You’ve started working on a new project. Your job is to lead your team through the challenges that you find. You must improve the reliability, speed and quality of software delivery.

The project comes with a lot of pressure to deliver a system on a quick turnaround to interface and work with a client’s system. The client is powerful and highly valued.

Your development team is mainly external, and while the devs are not the most experienced, they are diligent and competent. While the system is reasonably mature, the development teams struggle to keep up with the demand for new features. The new features are being specified in an ad-hoc manner based on input from the partner – and the devs you’re working with don’t have enough business understanding and experience to confidently design the system in such a way that can adequately anticipate or push back on changes.

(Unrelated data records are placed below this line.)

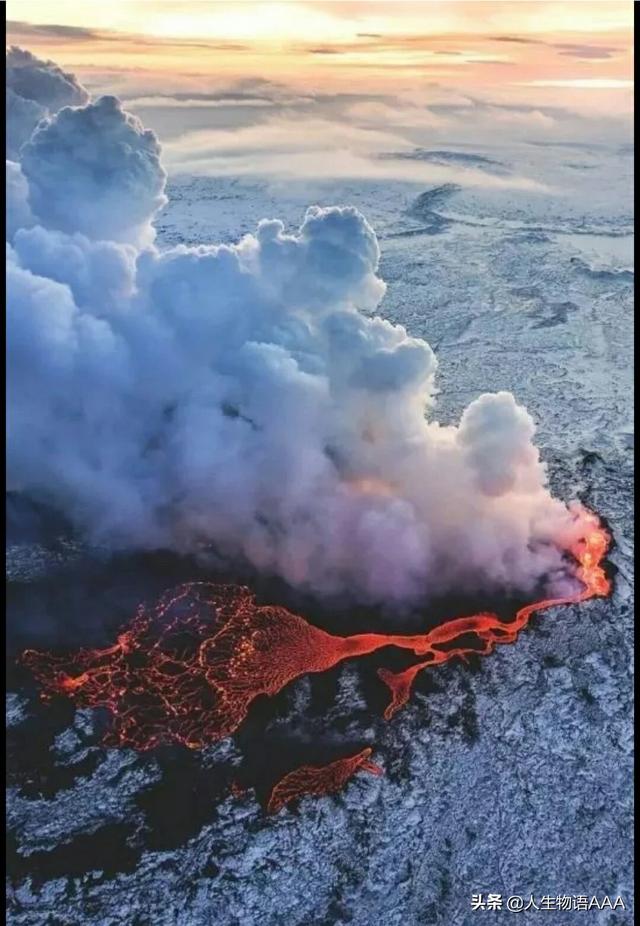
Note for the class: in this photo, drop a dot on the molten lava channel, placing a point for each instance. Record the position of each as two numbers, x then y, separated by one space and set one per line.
187 670
318 780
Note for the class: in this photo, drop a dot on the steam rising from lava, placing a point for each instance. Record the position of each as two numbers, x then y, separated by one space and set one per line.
189 670
245 397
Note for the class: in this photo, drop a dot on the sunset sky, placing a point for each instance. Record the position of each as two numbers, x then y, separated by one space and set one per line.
273 87
584 45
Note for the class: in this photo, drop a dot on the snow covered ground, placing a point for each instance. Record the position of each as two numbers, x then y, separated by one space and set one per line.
512 777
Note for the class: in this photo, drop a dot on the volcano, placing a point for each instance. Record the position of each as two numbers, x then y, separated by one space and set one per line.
188 670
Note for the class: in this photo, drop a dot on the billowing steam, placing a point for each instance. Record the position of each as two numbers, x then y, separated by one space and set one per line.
243 397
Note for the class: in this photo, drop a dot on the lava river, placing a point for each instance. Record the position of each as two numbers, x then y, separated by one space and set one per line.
187 670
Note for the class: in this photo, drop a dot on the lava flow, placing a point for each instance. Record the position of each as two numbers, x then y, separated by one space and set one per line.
323 779
188 670
487 629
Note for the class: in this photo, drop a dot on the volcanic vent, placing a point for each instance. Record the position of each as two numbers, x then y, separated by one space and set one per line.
188 670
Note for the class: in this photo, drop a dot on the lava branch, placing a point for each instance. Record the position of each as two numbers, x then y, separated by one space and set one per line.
319 780
188 670
489 630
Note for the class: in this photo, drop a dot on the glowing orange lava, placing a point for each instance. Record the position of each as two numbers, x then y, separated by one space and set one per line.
488 629
188 670
324 779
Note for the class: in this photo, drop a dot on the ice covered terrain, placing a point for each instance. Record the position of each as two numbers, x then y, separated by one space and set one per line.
511 776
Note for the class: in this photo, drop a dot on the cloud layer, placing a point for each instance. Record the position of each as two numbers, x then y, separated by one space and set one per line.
246 398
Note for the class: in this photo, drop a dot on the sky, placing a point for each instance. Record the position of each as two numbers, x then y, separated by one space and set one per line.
233 87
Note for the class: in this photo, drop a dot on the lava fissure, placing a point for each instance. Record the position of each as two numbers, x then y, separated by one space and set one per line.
188 670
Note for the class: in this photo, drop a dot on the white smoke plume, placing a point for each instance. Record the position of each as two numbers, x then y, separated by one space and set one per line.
246 398
35 89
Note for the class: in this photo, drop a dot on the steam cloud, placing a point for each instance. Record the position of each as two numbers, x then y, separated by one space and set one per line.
242 397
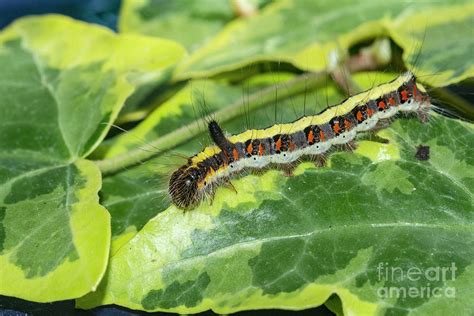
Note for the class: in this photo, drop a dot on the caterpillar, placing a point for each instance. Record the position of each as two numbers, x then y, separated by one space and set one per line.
286 143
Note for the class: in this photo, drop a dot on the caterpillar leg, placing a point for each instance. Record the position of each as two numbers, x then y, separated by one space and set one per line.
227 184
370 136
288 169
423 116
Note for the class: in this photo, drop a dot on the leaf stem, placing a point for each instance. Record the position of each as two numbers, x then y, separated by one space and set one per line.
299 84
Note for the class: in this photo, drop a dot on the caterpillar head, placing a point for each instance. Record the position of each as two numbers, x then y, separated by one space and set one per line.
183 187
413 95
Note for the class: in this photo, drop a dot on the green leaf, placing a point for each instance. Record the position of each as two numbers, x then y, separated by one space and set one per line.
136 195
62 83
192 23
292 242
309 33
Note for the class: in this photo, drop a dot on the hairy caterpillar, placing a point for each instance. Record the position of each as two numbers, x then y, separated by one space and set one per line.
286 143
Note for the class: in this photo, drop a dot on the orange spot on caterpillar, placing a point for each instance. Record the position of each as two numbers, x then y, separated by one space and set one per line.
347 124
310 137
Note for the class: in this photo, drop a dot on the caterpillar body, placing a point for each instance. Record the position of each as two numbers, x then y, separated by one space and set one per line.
286 143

Additionally, there seems to be little attention being paid to any form of formal or informal software development lifecycle. Requirements are often simply specifications and too detailed at that.

Functional testing appears to be mainly manual and breaking changes often occur because of inadequate testing during the rush to roll out new features. Code coverage is low. Toil is high.

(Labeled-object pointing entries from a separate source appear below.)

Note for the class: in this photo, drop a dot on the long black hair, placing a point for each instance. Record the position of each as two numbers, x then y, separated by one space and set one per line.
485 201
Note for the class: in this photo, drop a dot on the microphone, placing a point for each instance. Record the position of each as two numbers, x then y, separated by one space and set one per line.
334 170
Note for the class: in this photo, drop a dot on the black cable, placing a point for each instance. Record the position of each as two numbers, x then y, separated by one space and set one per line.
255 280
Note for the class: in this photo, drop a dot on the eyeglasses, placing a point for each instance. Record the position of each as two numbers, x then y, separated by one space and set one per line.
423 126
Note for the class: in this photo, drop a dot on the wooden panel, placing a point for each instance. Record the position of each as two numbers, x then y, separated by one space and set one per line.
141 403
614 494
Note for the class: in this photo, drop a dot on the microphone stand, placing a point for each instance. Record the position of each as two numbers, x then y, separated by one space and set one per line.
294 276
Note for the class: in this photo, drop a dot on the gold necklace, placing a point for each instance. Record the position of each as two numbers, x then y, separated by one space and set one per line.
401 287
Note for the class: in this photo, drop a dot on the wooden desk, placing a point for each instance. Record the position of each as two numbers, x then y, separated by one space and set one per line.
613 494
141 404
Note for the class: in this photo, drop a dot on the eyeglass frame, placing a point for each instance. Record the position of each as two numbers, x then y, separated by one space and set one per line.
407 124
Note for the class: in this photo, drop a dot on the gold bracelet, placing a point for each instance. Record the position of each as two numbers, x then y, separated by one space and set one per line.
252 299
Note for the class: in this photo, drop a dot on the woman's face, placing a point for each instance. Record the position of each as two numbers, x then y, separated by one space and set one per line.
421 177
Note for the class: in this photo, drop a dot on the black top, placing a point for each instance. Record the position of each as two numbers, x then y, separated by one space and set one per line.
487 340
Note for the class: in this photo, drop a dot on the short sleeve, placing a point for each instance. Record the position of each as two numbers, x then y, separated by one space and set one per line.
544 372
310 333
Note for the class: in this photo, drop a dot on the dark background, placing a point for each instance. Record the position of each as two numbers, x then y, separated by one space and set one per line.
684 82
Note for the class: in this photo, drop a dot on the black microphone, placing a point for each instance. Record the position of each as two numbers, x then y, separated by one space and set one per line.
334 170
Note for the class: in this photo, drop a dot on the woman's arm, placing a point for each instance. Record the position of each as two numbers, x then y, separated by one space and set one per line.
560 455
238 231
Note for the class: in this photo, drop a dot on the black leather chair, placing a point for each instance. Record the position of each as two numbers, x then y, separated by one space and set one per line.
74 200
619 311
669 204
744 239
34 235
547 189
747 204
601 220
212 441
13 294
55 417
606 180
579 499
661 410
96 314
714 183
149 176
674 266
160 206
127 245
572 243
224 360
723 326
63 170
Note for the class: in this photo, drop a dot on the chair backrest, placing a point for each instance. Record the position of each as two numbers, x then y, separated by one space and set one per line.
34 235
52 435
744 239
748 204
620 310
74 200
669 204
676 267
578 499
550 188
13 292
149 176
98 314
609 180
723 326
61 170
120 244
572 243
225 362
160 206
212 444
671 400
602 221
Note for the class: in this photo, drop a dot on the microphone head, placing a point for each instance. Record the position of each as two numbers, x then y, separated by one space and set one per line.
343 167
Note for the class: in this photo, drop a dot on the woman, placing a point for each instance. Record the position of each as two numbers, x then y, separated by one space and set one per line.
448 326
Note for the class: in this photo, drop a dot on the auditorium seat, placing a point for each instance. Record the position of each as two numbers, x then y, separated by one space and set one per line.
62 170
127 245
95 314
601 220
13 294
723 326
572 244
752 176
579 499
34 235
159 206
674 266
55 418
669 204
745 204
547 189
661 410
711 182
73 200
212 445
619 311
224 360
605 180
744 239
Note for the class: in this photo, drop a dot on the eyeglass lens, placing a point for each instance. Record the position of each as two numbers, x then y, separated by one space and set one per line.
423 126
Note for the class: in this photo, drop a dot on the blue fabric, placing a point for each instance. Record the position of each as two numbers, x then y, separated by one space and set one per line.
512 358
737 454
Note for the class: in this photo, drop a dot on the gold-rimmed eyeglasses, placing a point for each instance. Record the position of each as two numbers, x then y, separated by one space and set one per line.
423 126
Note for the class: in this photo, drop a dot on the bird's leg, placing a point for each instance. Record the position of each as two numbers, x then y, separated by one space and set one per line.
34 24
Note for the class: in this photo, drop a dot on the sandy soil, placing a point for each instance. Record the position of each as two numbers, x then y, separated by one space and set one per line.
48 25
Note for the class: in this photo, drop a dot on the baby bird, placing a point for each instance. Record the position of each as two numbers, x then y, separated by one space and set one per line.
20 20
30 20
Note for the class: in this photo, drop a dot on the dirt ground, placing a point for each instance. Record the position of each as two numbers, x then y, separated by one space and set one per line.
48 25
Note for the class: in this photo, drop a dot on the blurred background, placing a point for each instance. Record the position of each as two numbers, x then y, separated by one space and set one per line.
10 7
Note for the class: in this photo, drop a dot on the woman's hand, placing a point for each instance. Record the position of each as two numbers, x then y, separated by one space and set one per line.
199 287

How would you approach this project? What would be the first thing you change to make an impact?

One approach you can take is to build up a list of things to do that you believe will start to address these challenges:

  1. Firstly, make it clear to the Business Analysts that their job is to capture requirements and not write detailed specifications. This could be hard for them because perhaps they are not very used to working with the systems. They must lift their heads to see the bigger picture and then hand this knowledge to the developers through well-written stories.
  2. Ensure that the developers understand the stories that they are implementing from a business perspective and that they need to think along with refinement and design. Furthermore, ensure that they test features adequately from the functional viewpoint and not just see them as technical components. Functional fit is paramount; they must feel the pain of manual testing and get it automated.
  3. Ensure that everyone agrees on how to work in the team and who is in charge of what parts of the process. If, for example, you’re working in a team with many “POs” and multiple Developers, the responsibility for writing and signing off stories is unclear. It’s not clear if they are doing Scrum or Kanban. It’s unclear who is in the lead when something goes wrong with a feature, a deployment etc.
  4. Encourage everyone to take an interest in the architecture of the component that you work on. If you feel like a component team, then perhaps that in itself is a potential smell. Can you adequately express business needs (and use cases) through your current architecture?
  5. Encourage a blame-free culture. Encourage trust. Ensure that everyone takes responsibility for failure and success and that they are all there to help when there are inevitable challenges.
  6. Pick one SDLC methodology and try to stick to it. If you’re doing Scrum, then do Scrum but do Scrum your way. Just agree your way of working with everyone. Yes architecture is important, but a way of working – a Software Development Lifecycle – trumps architecture every time. Without a working method, even the best architecture can fall apart quickly.

In addition to addressing the challenges you have as a team, think about what you can do to improve your knowledge and posture within the organisation to gain authority.

Such as:

  1. Learn the architecture and data flows.
  2. Lead by example by providing clear stories with requirements and ensuring that other POs understand why you are doing things a certain way.
  3. Encourage freedom of expression and courage in owning and defending decisions.
  4. Show trust in those around you.
  5. Challenge the behaviours of those not working in the project’s best interests.
  6. Help to improve quality through testing and automation.

What others behaviours would you define as being important to the success of a software project?